First Amendment Series: Freedom of the Press

The First Amendment to the Constitution guarantees five distinct freedoms: freedom of the press, freedom of speech, freedom of religion, freedom of assembly, and freedom of petition. The guarantee of these freedoms, in writing and respected by the government, were groundbreaking at the time. Today is just the first in a series explaining each one of these freedoms, how they came to be, how they have changed over time, and what they mean.

Freedom of the press guarantees a right to criticize. It means that you can disagree with the president and distribute it without losing your head. It also ensures that the press can do their jobs, holding public figures accountable and reporting independently, with facts, regardless of what leaders say or do. It should be noted that the press is not totally free. There are, of course restrictions to this to be discussed later. In fact, the United States ranks 45th in the world in terms of press freedom according to Reporters without Borders.

The idea of a free press started before even the founding of the United States. Under British colonial rule, the press was restricted to what authorities wanted printed. In 1734, a newspaper publisher named John Peter Zenger was put on trial for libel as his paper was critical of the British governor. The case received a lot of public attention. He was acquitted on the grounds that disent and even defamatory statements are not necessarily libelous. It very much set the groundwork for the idea of free press in America. In 1791, the founders formalized this in the Bill of Rights.

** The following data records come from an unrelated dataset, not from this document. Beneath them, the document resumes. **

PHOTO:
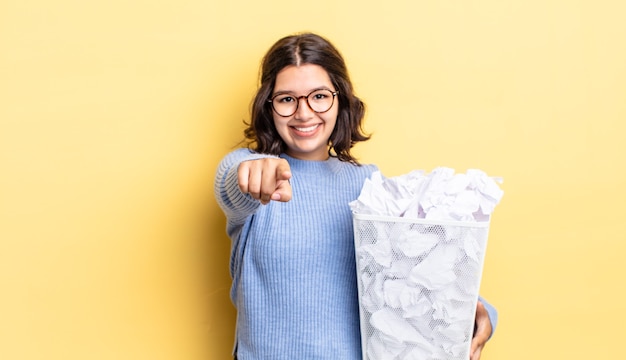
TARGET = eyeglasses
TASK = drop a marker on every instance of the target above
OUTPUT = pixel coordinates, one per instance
(320, 101)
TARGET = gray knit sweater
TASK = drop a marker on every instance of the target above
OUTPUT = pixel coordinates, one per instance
(292, 264)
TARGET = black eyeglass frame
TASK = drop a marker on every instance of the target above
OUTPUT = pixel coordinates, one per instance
(297, 98)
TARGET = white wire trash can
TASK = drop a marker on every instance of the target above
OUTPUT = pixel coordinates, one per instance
(418, 283)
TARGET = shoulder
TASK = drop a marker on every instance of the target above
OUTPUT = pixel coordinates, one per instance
(360, 170)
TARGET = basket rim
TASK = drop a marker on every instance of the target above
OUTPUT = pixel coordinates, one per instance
(475, 224)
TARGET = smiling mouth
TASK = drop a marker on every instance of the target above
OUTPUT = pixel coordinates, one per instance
(307, 129)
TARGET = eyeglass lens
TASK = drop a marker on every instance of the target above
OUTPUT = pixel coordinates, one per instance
(319, 101)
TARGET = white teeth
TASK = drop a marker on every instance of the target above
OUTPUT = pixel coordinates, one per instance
(307, 129)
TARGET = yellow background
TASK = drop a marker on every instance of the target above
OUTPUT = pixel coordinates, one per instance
(114, 115)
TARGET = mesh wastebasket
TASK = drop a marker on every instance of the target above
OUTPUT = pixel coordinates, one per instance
(418, 284)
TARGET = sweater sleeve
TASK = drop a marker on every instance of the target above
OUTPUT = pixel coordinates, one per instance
(236, 205)
(493, 314)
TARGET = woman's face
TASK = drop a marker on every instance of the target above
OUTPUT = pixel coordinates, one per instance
(306, 132)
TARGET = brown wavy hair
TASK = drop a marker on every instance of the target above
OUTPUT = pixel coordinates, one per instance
(306, 48)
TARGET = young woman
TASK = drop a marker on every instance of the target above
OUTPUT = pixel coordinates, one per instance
(286, 201)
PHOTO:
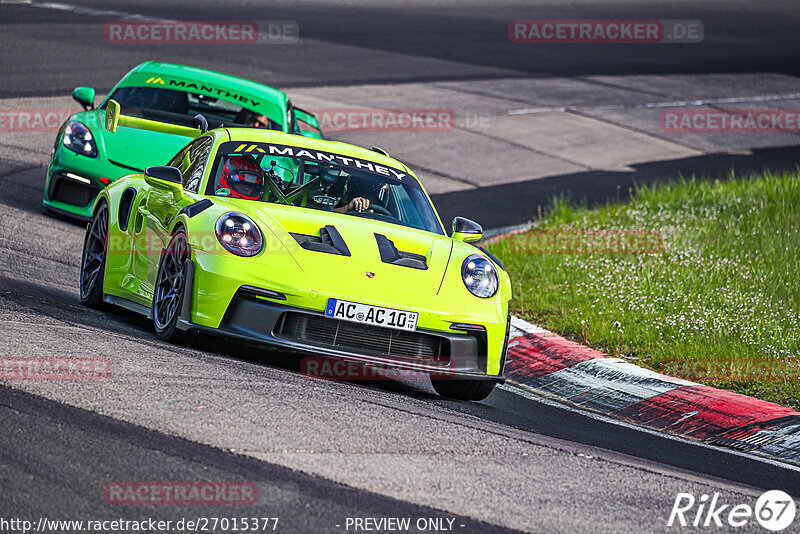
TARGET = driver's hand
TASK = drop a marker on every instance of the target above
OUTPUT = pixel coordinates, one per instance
(358, 204)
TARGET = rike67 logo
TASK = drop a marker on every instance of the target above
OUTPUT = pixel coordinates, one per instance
(774, 510)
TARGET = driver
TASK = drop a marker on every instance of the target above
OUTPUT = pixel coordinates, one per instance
(362, 193)
(243, 177)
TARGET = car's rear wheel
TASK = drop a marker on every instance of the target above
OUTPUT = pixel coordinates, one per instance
(463, 389)
(93, 263)
(170, 288)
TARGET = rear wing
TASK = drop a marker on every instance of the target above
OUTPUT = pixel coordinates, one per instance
(309, 120)
(115, 119)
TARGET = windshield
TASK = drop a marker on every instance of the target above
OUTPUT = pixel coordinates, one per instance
(281, 174)
(180, 107)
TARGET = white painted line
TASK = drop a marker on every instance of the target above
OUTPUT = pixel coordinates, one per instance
(519, 389)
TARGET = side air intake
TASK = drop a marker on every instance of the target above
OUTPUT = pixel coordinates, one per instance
(329, 241)
(390, 254)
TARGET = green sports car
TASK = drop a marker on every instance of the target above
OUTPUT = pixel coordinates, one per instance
(309, 245)
(85, 159)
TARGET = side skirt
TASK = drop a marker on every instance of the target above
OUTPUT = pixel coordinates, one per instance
(127, 304)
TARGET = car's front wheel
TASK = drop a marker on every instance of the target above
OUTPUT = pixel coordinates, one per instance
(93, 262)
(170, 288)
(463, 389)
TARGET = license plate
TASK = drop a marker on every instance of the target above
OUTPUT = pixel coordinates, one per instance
(368, 314)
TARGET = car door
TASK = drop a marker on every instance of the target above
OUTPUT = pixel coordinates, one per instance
(162, 208)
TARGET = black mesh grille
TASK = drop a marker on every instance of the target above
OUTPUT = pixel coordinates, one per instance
(371, 340)
(72, 192)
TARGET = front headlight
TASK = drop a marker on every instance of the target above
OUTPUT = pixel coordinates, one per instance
(479, 276)
(78, 138)
(239, 234)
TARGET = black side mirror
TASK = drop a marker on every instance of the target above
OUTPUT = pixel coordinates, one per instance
(466, 230)
(84, 96)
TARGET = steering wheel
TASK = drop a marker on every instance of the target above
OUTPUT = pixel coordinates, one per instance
(375, 208)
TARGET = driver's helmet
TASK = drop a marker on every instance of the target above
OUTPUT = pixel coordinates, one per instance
(243, 177)
(374, 190)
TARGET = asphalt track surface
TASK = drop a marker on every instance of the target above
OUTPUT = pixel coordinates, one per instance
(322, 451)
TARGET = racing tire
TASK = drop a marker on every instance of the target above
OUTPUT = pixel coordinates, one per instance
(463, 389)
(170, 288)
(93, 259)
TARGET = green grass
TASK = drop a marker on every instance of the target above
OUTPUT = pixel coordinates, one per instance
(718, 303)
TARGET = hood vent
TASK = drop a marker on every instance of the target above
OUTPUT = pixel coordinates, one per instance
(390, 254)
(329, 241)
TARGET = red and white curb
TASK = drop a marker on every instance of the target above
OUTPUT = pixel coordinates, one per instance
(549, 365)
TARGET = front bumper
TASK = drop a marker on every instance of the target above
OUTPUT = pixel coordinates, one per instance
(260, 316)
(73, 182)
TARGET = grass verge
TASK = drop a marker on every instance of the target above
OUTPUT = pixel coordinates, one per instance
(695, 279)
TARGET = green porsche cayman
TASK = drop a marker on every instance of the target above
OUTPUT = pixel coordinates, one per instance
(303, 244)
(85, 159)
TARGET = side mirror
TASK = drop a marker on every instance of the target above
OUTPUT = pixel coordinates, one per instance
(165, 177)
(84, 96)
(466, 230)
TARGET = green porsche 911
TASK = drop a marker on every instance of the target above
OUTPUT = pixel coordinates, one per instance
(85, 159)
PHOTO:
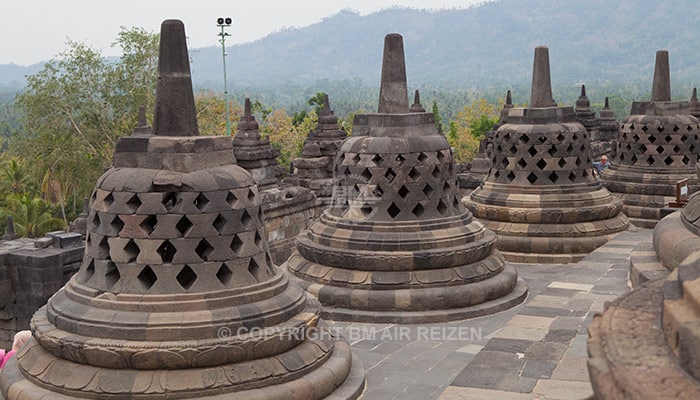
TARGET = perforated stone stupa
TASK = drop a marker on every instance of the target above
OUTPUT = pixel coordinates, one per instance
(645, 345)
(176, 297)
(540, 195)
(254, 153)
(396, 244)
(657, 145)
(314, 169)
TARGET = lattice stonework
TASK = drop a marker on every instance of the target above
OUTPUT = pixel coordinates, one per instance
(204, 238)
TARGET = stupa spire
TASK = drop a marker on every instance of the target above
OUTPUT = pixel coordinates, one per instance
(541, 92)
(393, 92)
(661, 88)
(175, 114)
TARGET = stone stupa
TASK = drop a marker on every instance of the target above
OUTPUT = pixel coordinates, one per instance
(657, 145)
(396, 245)
(540, 195)
(314, 169)
(176, 297)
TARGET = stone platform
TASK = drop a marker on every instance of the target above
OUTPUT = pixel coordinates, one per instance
(536, 350)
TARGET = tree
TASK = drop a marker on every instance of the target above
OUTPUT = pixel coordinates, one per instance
(79, 104)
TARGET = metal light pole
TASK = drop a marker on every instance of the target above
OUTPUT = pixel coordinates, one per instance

Just 11 years after the Constitution came into effect, freedom of the press had its first major test. The Alien and Sedition Acts of 1798 made it illegal to criticize the president or Congress. Ironically, it was passed by many of the people who first engrained freedom of the press into the Constitution. The laws were very unpopular and a major reason why John Adams did not win reelection. The law didn’t last long. When Thomas Jefferson took office two years later, he actually pardoned most who were convicted under the law.

Throughout the first hundred years of the country, freedom of the press remained stagnant. For one, the reach of each publication was limited to where it could be transported to. The speed that information was passed along was also incredibly slow compared to today. Finally, most papers were not independent but affiliated with a party. Thus, they were less in the business of holding leaders to account and instead focused on promoting their supporters or criticizing their opponents.

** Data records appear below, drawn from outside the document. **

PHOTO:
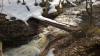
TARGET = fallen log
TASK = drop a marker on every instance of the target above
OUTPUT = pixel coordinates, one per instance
(54, 23)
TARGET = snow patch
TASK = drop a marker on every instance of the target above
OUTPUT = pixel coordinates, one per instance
(50, 53)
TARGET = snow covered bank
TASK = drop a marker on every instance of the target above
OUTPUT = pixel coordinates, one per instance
(23, 12)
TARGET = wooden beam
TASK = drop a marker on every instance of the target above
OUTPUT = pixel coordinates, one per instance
(54, 23)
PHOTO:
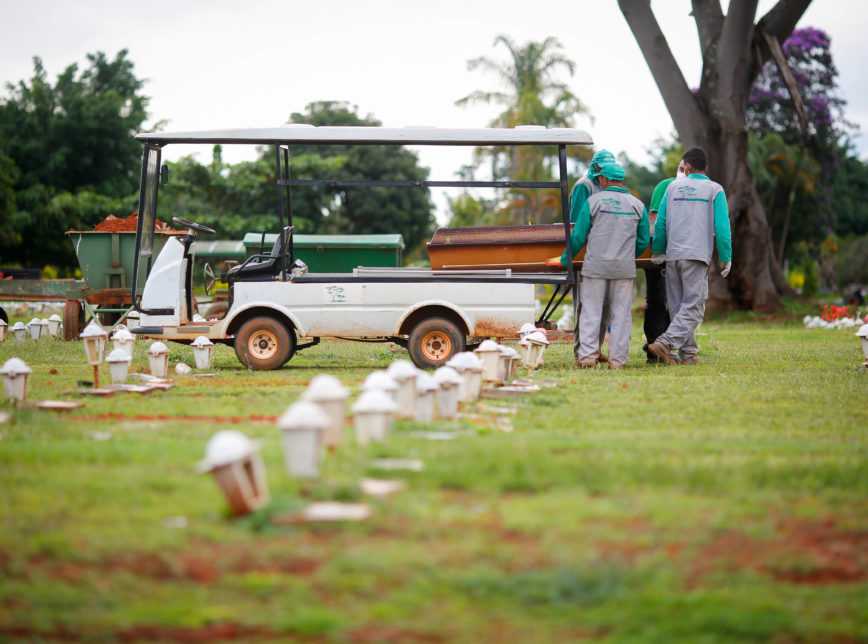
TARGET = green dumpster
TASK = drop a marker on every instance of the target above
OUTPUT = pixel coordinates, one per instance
(107, 258)
(337, 253)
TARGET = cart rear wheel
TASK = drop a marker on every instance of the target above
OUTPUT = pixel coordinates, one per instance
(433, 341)
(264, 344)
(73, 319)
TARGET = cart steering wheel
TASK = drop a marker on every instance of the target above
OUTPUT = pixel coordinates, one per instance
(210, 280)
(194, 226)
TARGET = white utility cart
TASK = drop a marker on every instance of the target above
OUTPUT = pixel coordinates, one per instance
(274, 301)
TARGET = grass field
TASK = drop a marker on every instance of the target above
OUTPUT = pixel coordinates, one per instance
(726, 502)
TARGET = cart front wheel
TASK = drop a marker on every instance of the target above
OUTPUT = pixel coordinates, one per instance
(433, 341)
(73, 319)
(264, 344)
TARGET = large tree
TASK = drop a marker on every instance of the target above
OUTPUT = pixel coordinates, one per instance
(734, 50)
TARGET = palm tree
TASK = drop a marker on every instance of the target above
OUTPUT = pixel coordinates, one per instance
(533, 94)
(787, 170)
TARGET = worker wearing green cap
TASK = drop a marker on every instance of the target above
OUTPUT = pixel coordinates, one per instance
(589, 183)
(614, 225)
(586, 186)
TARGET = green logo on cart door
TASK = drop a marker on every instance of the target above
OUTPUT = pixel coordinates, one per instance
(337, 294)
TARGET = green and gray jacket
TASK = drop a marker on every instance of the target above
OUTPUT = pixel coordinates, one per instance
(693, 212)
(614, 224)
(584, 188)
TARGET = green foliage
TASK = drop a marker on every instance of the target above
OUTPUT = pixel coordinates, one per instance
(362, 210)
(535, 96)
(849, 187)
(786, 176)
(468, 210)
(236, 199)
(67, 155)
(641, 179)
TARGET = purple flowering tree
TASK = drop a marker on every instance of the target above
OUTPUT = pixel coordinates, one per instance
(771, 110)
(735, 47)
(770, 107)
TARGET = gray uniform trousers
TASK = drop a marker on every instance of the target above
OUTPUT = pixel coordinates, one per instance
(595, 292)
(577, 313)
(686, 293)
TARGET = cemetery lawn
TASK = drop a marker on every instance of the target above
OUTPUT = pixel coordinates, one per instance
(726, 502)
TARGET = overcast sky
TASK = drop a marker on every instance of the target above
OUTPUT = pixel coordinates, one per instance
(225, 63)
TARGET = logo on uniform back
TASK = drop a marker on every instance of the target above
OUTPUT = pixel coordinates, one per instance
(687, 193)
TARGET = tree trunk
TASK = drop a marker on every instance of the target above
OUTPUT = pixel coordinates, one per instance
(733, 51)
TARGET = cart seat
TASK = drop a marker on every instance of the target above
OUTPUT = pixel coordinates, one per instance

That all changed at the turn of the century when papers had a broader reach, many different causes and philosophies were being pushed, and journalists became more independent because demand called for that. This was largely due to the rise of advertising as well. During World War I, the United States passed a new round of Sedition Acts, punishing any language “disloyal” to the US. The Supreme Court upheld the law, outlawing speech that presented a “clear and present danger.” The law would be repealed two years later and the “clear and present danger” standard would be largely amended in subsequent rulings.

This was not the only restriction added to free press. In 1945, the high court ruled that media companies were subject to anti-trust laws. In 1998, the Supreme Court also ruled that school administrators have the right review and suppress articles in school-funded newspapers. The 21st century, has brought various cases surrounding the internet. In some cases, online whistleblowers have not been protected. In other cases, online bloggers have been afforded the same protections as other institutional media.

But freedom of the press has also expended in the last century. In 1964, the Supreme Court said that in order to prove libel, the plaintiff must show that the publication acted with malice. Then, in 1970, the court protected the use of rhetorical tools like hyperbole. Finally, in 1971, the court protected the New York Times’ and Washington Post’s right to publish the classified Pentagon Papers without fear of punishment.

But the press is still restricted in some ways. Whistleblowers are not always protected. Journalists are denied information, especially from the government or the public who view them with hostility. They face accusations and litigation for libel and defamation, sometimes justified and sometimes not. But overall, we are lucky to live in a national where journalists are free to hold our leaders to account and publish the things they do not want us to know; a country where they are free to criticize and share the facts no matter how inconvenient it is to those in power.